Tuesday, April 7, 2009

New York, New York

I'm getting used to not practicing for 3 days straight. I haven't been since Friday. My husband and I ventured to New York for the weekend and arrived back home late Sunday night. We went on a Thursday and somehow, I managed to make it to a class on Friday.

It was intense. I went to the Bikram studio on the Lower East Side; the pink one. The vibe I get from new Bikram studios and new Bikram teachers, no matter where in the world, is so intense it's almost not healthy. It doesn't feel like "yoga". There's nothing peaceful about it. They just spew out the same, by-the-book dialogue that they're taught at Teacher Training. It's also what I would imagine boot camp to feel like. There's no room for the mental pain factor because frankly, in my opinion, that's the only real pain that exists. It hurts physically but once the heat starts to permeate your brain, it's all over. This studio was packed to the rafters and I, being from out of town and not sure of where to go and how long it will take, arrived just in time which meant I had the worst spot in the room. I was RIGHT next to heaters, both to my side and behind me. The room was stacked 3 rows deep so that I, being in the 3rd row, could barely see myself in the mirror. Then, to make it wonderfully worse, after a rainy, rainy afternoon, the sun came blasting through the windows during the floor series. Where was I, aside from being next to 2 heaters? You got it, right next to the windows. The sun shown just when I was mentally about to crack. It was such a HOT room even without the sun. Luckily I had a hair band that I put to good use. I covered my eyes like I was some Zen yogi practicing with a blindfold. I KNOW I looked like a kook but I was so cranky with this teacher that I wanted to piss him off by doing something "different". The reason I was so cranky was because he had drawn the curtain for one half of the room when the sun started shining but not for my half. I was so fragile and pissed at that point, that I swore to myself that he was doing it on purpose. And the reason I thought he was doing it on purpose? He kept insisting that we all stay together and I know I was occasionally and accidentally going ahead of his robot dialogue. This was probably so far from the truth but like I said, I was fragile and took everything personally. There were at least 50 people in the room so obviously there was no friggin' way he was "getting revenge" on me :)

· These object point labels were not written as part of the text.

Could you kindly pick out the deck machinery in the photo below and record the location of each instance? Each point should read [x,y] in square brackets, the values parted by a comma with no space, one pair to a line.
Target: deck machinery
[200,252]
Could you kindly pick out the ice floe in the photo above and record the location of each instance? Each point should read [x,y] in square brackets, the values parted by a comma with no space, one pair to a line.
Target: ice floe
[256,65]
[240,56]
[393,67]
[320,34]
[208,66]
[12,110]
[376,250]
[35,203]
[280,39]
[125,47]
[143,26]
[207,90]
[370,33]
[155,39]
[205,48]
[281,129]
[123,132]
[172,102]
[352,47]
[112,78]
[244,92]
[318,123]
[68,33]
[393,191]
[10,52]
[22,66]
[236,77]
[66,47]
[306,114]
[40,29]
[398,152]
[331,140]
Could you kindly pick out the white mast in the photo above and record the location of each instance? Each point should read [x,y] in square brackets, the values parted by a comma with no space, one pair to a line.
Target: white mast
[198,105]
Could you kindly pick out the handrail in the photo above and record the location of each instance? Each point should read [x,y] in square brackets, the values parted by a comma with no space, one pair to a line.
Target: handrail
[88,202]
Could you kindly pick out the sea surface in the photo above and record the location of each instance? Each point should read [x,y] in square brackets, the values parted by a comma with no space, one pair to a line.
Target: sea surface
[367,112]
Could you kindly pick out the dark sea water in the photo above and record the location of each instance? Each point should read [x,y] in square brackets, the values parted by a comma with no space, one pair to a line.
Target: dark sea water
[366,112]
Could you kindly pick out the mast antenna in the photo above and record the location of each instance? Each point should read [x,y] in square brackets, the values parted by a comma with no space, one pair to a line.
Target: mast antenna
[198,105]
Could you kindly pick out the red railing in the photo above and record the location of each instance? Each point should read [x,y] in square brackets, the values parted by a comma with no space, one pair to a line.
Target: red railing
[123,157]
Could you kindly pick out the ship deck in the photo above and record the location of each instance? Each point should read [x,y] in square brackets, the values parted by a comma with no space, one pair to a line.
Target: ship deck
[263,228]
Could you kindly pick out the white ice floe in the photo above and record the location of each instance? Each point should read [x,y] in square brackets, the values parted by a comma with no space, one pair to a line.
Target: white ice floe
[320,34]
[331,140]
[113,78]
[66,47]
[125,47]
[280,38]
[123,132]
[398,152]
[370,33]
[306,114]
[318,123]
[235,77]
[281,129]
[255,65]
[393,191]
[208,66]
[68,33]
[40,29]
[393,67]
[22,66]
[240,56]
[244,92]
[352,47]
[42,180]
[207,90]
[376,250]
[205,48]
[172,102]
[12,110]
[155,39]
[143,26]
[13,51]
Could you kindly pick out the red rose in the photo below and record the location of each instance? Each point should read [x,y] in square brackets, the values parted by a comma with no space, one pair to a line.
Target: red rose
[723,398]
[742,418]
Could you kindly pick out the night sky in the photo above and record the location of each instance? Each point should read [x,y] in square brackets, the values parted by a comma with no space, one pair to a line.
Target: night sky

Anyways, I am eager to get to my regular studio today. It's peaceful there and I can focus and concentrate. My teacher is the most senior Bikram teacher in Canada so he's achieved a Zen that new Bikram teachers aren't even close to finding. I think most young/new Bikram teachers treat this yoga as a "workout" and not as a means to meditation and inner peace. I will forgive them. They are yoga babies and hopefully by the time they reach the age of 90, they will be Zen masters and gentle yogis rather than automatons who worship this man, Bikram.